Writing is indubitably indispensable and immensely rewarding. But why use essays to measure competence in a field besides essay-writing? Why judge using instruments designed to cloud judgement?
The logorrhoea pandemic
It wouldn’t be so bad if the writing had to be good. Sadly, if the articles are accurate, then scholarly essays are literary junk food. Starting with ingredients with little nutritional value and taste, the manufacturer processes them until the result seems palatable.
Logorrhoea is an excessive flow of words. Incomprehensibility through verbosity. One compensates lack of insight with volume, by fattening sentences with unnecessary words. The words themselves are often individually obese.
It is an ancient disease that perhaps originated in academia. Sufferers believe prolixity implies intelligence and wisdom. If they hold positions of power, their affliction spreads rapidly because they measure others with the same perverted yardstick. Even the technical world has been affected: I’ve heard of clueless managers that measure computer programmer productivity by counting the lines of code written.
Many colleges have succumbed. Shady ghostwriters know this, and “can say in 10 pages what most normal people could say in a paragraph”. The difference is they are deliberately faking the symptoms.
There is an art to disguising vapidity, and sometimes there are legitimate uses. In the brilliant comedy series “Yes Minister” and “Yes Prime Minister”, characters intentionally stretch their speech to obfuscate and evade. Nonetheless, in most cases, logorrhoea is a nefarious means to a nefarious end, and should be eradicated.

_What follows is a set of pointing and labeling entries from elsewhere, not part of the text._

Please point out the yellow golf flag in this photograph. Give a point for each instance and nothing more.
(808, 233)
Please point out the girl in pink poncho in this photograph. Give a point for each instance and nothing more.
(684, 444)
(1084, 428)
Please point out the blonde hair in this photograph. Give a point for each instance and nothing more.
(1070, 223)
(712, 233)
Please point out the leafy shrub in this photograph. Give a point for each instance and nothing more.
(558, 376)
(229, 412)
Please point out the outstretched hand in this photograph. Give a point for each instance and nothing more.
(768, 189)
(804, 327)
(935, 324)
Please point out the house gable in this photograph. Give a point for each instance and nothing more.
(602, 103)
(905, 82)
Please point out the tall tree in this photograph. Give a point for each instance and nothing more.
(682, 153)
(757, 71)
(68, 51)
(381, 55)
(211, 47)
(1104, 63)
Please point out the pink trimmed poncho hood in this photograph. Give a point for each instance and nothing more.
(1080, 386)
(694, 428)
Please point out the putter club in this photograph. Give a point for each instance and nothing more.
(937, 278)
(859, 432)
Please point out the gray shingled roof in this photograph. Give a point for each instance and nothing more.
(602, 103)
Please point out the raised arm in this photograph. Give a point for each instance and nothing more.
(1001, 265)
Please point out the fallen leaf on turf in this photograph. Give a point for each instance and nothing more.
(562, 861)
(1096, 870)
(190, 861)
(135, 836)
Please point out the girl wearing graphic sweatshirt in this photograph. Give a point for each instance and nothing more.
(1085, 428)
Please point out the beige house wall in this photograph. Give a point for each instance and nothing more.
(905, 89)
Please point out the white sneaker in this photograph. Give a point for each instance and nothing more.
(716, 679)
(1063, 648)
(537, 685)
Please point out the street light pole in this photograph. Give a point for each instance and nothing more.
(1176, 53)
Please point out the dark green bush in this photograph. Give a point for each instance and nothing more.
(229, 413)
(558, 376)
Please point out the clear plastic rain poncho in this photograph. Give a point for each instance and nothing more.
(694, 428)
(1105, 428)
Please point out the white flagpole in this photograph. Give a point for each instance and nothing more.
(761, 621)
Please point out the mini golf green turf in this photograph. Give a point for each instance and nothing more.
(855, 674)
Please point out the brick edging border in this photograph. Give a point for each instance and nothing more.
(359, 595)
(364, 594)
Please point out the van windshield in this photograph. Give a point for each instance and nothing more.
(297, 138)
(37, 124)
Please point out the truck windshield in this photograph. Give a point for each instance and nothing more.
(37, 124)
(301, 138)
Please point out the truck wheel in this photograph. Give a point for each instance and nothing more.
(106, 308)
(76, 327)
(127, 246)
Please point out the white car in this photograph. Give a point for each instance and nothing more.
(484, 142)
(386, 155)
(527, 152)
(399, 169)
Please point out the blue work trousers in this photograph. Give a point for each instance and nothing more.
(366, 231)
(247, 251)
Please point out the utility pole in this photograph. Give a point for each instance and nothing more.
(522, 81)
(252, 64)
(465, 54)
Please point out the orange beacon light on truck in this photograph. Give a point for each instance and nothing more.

I urge the infected to seek treatment. Research suggests that logorrhoea is worse than worthless. Not only do normal people see through the deception; it can backfire and make the victim seem stupider than they really are.
What to do?
I can only advise students to keep their wits about them. Most of us can detect feigned intelligence. Guard this ability well; train it and hone it. If you must write garbage for a grade, by all means, play along, but remember it’s just an act. Recall the words of Mark Twain: “I have never let schooling interfere with my education”.
Should one employ the services of a paper mill? For someone who needs a degree as a stepping stone, I feel unqualified to answer because I have never been in that position.
As for someone possessing a genuine hunger for knowledge: to maximize gains I would avoid courses that anyone could pass with the help of a few websites. This sidesteps the dilemma. Steer towards hard sciences and engineering. Learn anything else on the side (perhaps from a few websites!), or come back for them later.
This unpleasant essay business is not the only consideration. Firstly, I know technically trained people who excel in non-technical areas: art, music, writing, finance, cooking, etc. Yet I know of no, say, history majors who design circuits in their spare time. Some surely exist, but being techy first and fuzzy second seems easier than the other way around. Secondly, it is easier to gain employment in technical fields than non-technical fields.